Losses and total_loss are simlar to the "sequence_loss_by_example" and "sequence_loss"
functions, respectively, from Tensorflow's api. See:
https://github.com/tensorflow/tensorflow/blob/master/tensorflow/python/ops/seq2seq.py
"""

#logits and predictions
with tf.variable_scope('softmax'):
    W = tf.get_variable('W', [state_size, num_classes])
    b = tf.get_variable('b', [num_classes], initializer=tf.constant_initializer(0.0))
logits = [tf.matmul(rnn_output, W) + b for rnn_output in rnn_outputs]
predictions = [tf.nn.softmax(logit) for logit in logits]
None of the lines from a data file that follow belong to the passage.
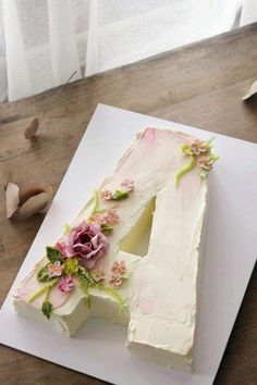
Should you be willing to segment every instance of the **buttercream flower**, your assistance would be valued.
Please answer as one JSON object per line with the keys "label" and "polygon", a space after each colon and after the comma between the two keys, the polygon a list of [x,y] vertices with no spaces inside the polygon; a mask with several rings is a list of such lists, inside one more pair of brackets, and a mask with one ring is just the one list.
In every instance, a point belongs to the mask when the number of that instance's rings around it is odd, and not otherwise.
{"label": "buttercream flower", "polygon": [[86,269],[93,269],[109,246],[100,225],[85,221],[72,227],[70,234],[64,235],[59,244],[62,245],[63,258],[76,258]]}
{"label": "buttercream flower", "polygon": [[111,190],[105,189],[100,192],[100,197],[103,200],[110,200],[112,197]]}
{"label": "buttercream flower", "polygon": [[62,272],[63,272],[63,264],[61,264],[61,262],[59,262],[59,261],[56,261],[53,263],[49,263],[49,265],[47,266],[47,270],[48,270],[48,274],[51,278],[54,276],[60,276],[60,275],[62,275]]}
{"label": "buttercream flower", "polygon": [[113,225],[120,221],[120,216],[114,209],[107,210],[105,219],[108,225]]}
{"label": "buttercream flower", "polygon": [[110,284],[115,288],[120,287],[122,284],[121,275],[120,274],[112,274],[111,278],[110,278]]}
{"label": "buttercream flower", "polygon": [[[65,236],[64,236],[65,237]],[[60,250],[61,257],[62,258],[66,258],[66,253],[68,253],[68,245],[60,239],[54,248]]]}
{"label": "buttercream flower", "polygon": [[200,156],[203,153],[206,153],[208,151],[208,148],[205,141],[195,140],[193,141],[193,144],[191,144],[191,150],[195,156]]}
{"label": "buttercream flower", "polygon": [[71,275],[62,276],[58,283],[59,290],[69,293],[75,287],[75,280]]}
{"label": "buttercream flower", "polygon": [[122,275],[126,271],[126,265],[124,261],[114,261],[111,268],[111,272],[114,275]]}
{"label": "buttercream flower", "polygon": [[124,187],[126,191],[132,192],[134,190],[135,183],[132,179],[124,179],[121,186]]}
{"label": "buttercream flower", "polygon": [[106,226],[107,223],[107,215],[106,214],[101,214],[101,213],[96,213],[90,218],[90,222],[95,222],[98,223],[101,226]]}
{"label": "buttercream flower", "polygon": [[197,159],[197,165],[204,170],[210,170],[213,162],[210,156],[201,156]]}
{"label": "buttercream flower", "polygon": [[103,268],[93,270],[91,275],[96,282],[102,282],[106,280],[106,271]]}
{"label": "buttercream flower", "polygon": [[74,258],[68,258],[64,262],[64,271],[68,275],[78,272],[78,261]]}

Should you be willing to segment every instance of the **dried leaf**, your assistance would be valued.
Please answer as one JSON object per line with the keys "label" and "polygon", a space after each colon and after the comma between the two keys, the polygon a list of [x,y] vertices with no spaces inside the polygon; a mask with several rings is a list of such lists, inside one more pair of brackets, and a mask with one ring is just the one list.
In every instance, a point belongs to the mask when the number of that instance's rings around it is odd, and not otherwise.
{"label": "dried leaf", "polygon": [[17,210],[20,198],[19,198],[19,186],[14,183],[9,183],[7,185],[5,191],[7,199],[7,218],[11,218],[13,213]]}
{"label": "dried leaf", "polygon": [[13,183],[7,186],[7,216],[27,218],[46,212],[52,198],[50,185],[34,184],[19,188]]}
{"label": "dried leaf", "polygon": [[20,206],[23,206],[29,198],[37,196],[41,192],[49,192],[52,196],[52,187],[45,184],[30,184],[21,187],[19,196],[20,196]]}
{"label": "dried leaf", "polygon": [[52,198],[50,185],[34,184],[20,189],[20,208],[15,216],[27,218],[46,211]]}
{"label": "dried leaf", "polygon": [[27,128],[24,132],[25,139],[30,140],[36,132],[38,131],[39,127],[39,119],[34,117],[34,120],[30,122],[30,124],[27,126]]}
{"label": "dried leaf", "polygon": [[249,90],[247,94],[245,94],[245,96],[243,96],[242,100],[247,100],[249,99],[252,96],[254,96],[257,92],[257,80],[254,82],[252,84],[252,86],[249,87]]}
{"label": "dried leaf", "polygon": [[41,210],[46,209],[49,202],[49,195],[47,192],[38,194],[29,198],[19,210],[16,215],[19,216],[32,216]]}

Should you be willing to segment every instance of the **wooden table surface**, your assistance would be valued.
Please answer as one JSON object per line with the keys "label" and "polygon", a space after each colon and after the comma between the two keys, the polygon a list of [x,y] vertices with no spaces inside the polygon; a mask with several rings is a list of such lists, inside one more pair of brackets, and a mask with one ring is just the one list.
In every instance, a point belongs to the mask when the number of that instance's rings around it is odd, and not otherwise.
{"label": "wooden table surface", "polygon": [[[257,98],[241,100],[255,79],[257,24],[76,82],[62,92],[50,90],[0,105],[1,303],[42,222],[39,214],[23,222],[5,219],[4,183],[10,171],[21,186],[44,182],[56,191],[99,102],[257,142]],[[19,157],[24,128],[42,111],[48,112],[38,136]],[[256,321],[255,271],[216,385],[257,384]],[[4,346],[0,383],[103,384]]]}

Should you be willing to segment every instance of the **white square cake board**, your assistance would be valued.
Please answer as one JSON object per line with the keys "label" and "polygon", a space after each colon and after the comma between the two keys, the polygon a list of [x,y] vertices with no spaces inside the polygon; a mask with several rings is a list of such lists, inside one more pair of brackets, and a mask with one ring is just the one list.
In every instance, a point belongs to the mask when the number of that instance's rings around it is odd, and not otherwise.
{"label": "white square cake board", "polygon": [[[17,315],[12,294],[81,211],[95,186],[146,126],[168,127],[203,139],[215,137],[220,156],[211,172],[204,252],[204,288],[193,374],[138,359],[126,351],[126,328],[89,320],[73,338]],[[257,256],[257,145],[99,104],[51,208],[0,312],[0,343],[119,385],[208,385],[215,380]],[[164,295],[164,294],[163,294]]]}

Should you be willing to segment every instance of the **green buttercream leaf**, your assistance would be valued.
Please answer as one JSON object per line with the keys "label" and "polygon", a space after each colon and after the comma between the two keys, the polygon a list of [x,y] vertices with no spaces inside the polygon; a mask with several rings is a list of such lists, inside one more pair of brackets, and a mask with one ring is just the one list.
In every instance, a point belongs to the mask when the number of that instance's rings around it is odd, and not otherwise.
{"label": "green buttercream leaf", "polygon": [[50,320],[52,314],[52,303],[50,301],[44,301],[41,306],[41,312],[48,320]]}
{"label": "green buttercream leaf", "polygon": [[114,227],[112,226],[101,226],[101,232],[103,234],[111,234],[113,232]]}
{"label": "green buttercream leaf", "polygon": [[186,156],[193,156],[193,151],[189,145],[181,145],[181,151],[184,152]]}
{"label": "green buttercream leaf", "polygon": [[93,276],[90,275],[90,273],[86,269],[79,266],[77,275],[79,278],[85,280],[87,282],[88,286],[95,285],[95,281],[93,278]]}
{"label": "green buttercream leaf", "polygon": [[82,291],[85,295],[87,307],[90,309],[90,295],[89,295],[89,291],[88,291],[88,288],[89,288],[88,281],[85,280],[85,278],[81,278],[79,280],[79,287],[81,287]]}
{"label": "green buttercream leaf", "polygon": [[52,287],[57,284],[58,278],[51,280],[49,281],[49,283],[42,287],[40,287],[36,293],[34,293],[29,298],[28,298],[28,303],[32,303],[33,301],[35,301],[35,299],[37,299],[38,297],[40,297],[44,293],[46,293],[46,298],[49,297],[50,290],[52,289]]}
{"label": "green buttercream leaf", "polygon": [[120,190],[115,190],[115,192],[111,196],[112,200],[123,200],[128,198],[130,192],[128,191],[120,191]]}
{"label": "green buttercream leaf", "polygon": [[63,259],[61,258],[61,252],[58,249],[54,249],[51,246],[47,246],[47,258],[50,262],[62,262],[63,263]]}
{"label": "green buttercream leaf", "polygon": [[201,170],[200,171],[200,177],[203,179],[206,179],[208,177],[209,172],[207,170]]}
{"label": "green buttercream leaf", "polygon": [[90,216],[93,216],[93,215],[97,212],[98,204],[99,204],[98,191],[95,190],[95,191],[94,191],[94,196],[93,196],[93,209],[91,209],[91,214],[90,214]]}
{"label": "green buttercream leaf", "polygon": [[78,261],[74,258],[68,258],[64,262],[64,272],[68,275],[73,275],[78,272]]}
{"label": "green buttercream leaf", "polygon": [[100,288],[101,290],[105,290],[106,293],[108,293],[112,298],[115,299],[115,301],[119,303],[119,311],[120,313],[122,313],[124,311],[124,301],[122,296],[112,287],[110,286],[106,286],[106,285],[97,285],[98,288]]}
{"label": "green buttercream leaf", "polygon": [[48,273],[48,264],[46,266],[42,266],[38,273],[37,273],[37,281],[39,282],[48,282],[52,280],[50,276],[49,276],[49,273]]}
{"label": "green buttercream leaf", "polygon": [[194,166],[196,165],[196,160],[195,160],[195,157],[191,157],[191,163],[186,164],[186,165],[183,165],[183,167],[181,167],[176,174],[175,174],[175,185],[179,186],[179,183],[180,183],[180,179],[181,177],[188,173],[191,170],[194,169]]}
# Turn our y placeholder into a list labels
y_as_list = [tf.squeeze(i, squeeze_dims=[1]) for i in tf.split(1, num_steps, y)]

#losses and train_step
losses = [tf.nn.sparse_softmax_cross_entropy_with_logits(logit,label) for \
          logit, label in zip(logits, y_as_list)]
total_loss = tf.reduce_mean(losses)
train_step = tf.train.AdagradOptimizer(learning_rate).minimize(total_loss)

In [8]:
'''
Function to train the network
'''

def train_network(num_epochs, num_steps, state_size=4, verbose=True):
    with tf.Session() as sess:
        sess.run(tf.global_variables_initializer())
        training_losses = []
        for idx, epoch in enumerate(gen_epochs(num_epochs, num_steps)):
            training_loss = 0
            training_state = np.zeros((batch_size, state_size))
            if verbose:
                print("\nEPOCH", idx)
            for step, (X, Y) in enumerate(epoch):
                tr_losses, training_loss_, training_state, _ = \
                    sess.run([losses,
                              total_loss,
                              final_state,
                              train_step],
                                  feed_dict={x:X, y:Y, init_state:training_state})
                training_loss += training_loss_
                if step % 100 == 0 and step > 0:
                    if verbose:
                        print("Average loss at step", step,
                              "for last 250 steps:", training_loss / 100)
                    training_losses.append(training_loss / 100)
                    training_loss = 0

    return training_losses

In [10]:
# training_losses = train_network(1, num_steps)
# plt.plot(training_losses)

# Print all variables
g = tf.get_default_graph()
vars = g.get_collection('variables')
for v in vars:
    print(v.name)

# Get single tensor
cell_weights = g.get_tensor_by_name('rnn_cell/W:0')
print(cell_weights.name)


rnn_cell/W:0
rnn_cell/b:0
softmax/W:0
softmax/b:0
rnn_cell/W/Adagrad:0
rnn_cell/b/Adagrad:0
softmax/W/Adagrad:0
softmax/b/Adagrad:0
rnn_cell/W:0

In [ ]:


In [ ]: